I will talk about Americans simply because I know what they do when they live abroad in my country, for many reasons, one being they hang out in the same neighborhood I was born and raised.
Probably there are similar problems with people from my country somewhere, but let me tell you what I know first.
Here in Italy American tourists are less of a problem, they do silly things sometimes, but who doesn't in an mostly unknown country on the other side of the World?
As you said, the real problem come from expats, students for example, but also military personnel who usually form walled enclaves.
If you hang out in certain neighborhoods in Rome, it's very easy to spot the "Americans only" places. There are quite of few of them.

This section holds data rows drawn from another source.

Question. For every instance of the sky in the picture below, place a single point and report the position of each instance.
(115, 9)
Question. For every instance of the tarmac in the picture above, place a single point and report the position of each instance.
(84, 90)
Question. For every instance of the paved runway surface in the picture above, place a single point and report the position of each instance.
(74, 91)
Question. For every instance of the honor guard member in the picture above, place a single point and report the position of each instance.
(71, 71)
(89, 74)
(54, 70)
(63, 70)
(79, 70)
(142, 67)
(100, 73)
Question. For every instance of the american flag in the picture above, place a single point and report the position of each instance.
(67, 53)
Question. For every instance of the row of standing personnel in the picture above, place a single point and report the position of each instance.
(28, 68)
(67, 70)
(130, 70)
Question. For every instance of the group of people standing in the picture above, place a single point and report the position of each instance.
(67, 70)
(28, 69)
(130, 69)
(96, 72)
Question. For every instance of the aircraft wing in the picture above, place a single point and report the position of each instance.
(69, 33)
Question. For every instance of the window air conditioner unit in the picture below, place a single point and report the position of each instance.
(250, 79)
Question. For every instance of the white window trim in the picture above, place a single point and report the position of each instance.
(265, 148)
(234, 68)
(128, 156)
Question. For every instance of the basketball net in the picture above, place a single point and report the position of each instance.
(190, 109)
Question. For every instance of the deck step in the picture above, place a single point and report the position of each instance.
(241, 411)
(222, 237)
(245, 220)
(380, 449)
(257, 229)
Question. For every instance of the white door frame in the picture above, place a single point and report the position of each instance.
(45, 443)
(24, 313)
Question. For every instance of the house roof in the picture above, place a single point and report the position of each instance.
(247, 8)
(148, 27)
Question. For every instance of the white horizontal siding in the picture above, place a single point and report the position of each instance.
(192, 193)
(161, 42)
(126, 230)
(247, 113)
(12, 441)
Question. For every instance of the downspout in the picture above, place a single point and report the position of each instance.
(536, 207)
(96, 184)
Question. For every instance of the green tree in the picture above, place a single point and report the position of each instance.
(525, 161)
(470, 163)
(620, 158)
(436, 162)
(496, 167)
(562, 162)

The reasoning is simple: they come here in Europe for the culture and the relaxed way of living (Barcelona is ranked very high among expats from US exactly for that reason) but they don't have the cultural tools to handle the lack of restrictions they have to face home.
Drinking at the age of 16 is quite normal in Europe, it is not in USA and more often than not Americans are the ones sh*tfaced outside bars and clubs or engaged in alcohol fueled scuffles.

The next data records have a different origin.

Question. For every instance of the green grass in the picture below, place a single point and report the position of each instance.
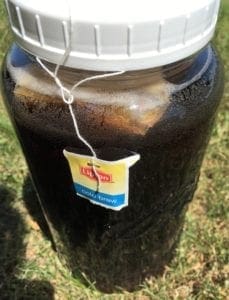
(29, 268)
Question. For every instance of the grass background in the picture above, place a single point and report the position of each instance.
(29, 268)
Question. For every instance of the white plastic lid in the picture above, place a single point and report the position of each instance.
(113, 35)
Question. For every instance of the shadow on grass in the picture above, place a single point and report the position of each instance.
(12, 252)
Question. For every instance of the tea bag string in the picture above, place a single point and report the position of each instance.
(68, 96)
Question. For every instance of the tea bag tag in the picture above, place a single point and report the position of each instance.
(113, 190)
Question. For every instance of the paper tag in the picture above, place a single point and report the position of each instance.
(113, 189)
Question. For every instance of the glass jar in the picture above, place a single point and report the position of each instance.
(164, 114)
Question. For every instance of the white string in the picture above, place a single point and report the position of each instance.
(68, 97)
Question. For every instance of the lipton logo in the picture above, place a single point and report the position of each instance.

One can argue that's what youngsters do, we are not used to that, but at young age (almost) everyone is forgivable.
Except when they kill police officers in the streets of course
But there's also another cultural issue with them: they are used to be a ruling country, they don't accept to be questioned or put in their place or be simply asked to act as a reasoning person.
Consider that for a US citizen until not long ago Canada, Mexico and many cruises were passport free (but not the contrary), consider the fact that in Europe there are many US military bases, consider that police officers in Europe are not heavily armed and you end up with situations like this one
When I was in LA my friends told me to avoid certain parts of the city because they were dangerous, "how much dangerous?" I asked, I come from Rome after all, I know how to handle myself, "you can get shot" they told me.
Turns out LA this year will top the 2009 for number of homicides and reach the staggering number of 300 homicides in a year.
I don't know but I suppose that it is something that it is considered I won't say normal, but not far from something in USA they expect from a city like LA.
Maybe not 300 homicides in a year, but 200? Maybe yes.
In Rome, a bit smaller than LA, more or less the same size of Chicago, there were 12 homicides in the whole 2019.
In the entire Italy (60 million people) in 2019 homicides were "only" 276.
I couldn't believe it when I was staying there that dangerous really meant "Escape from New York" dangerous.
My point is it's easy to say to expat to "integrate" when you are living in a violent society and where police on the street is armed to the teeth enforcing God only knows what law.
It's much less easy to adapt to foreigners when they are the ones not integrating and bringing their violent culture at your doorstep.
You can pretend like you gifted me this but in reality you didn't. I took it through my hard work. And you can try to stop me but I'll beat you, even though you have the advantage of having been born here. Because I'm better.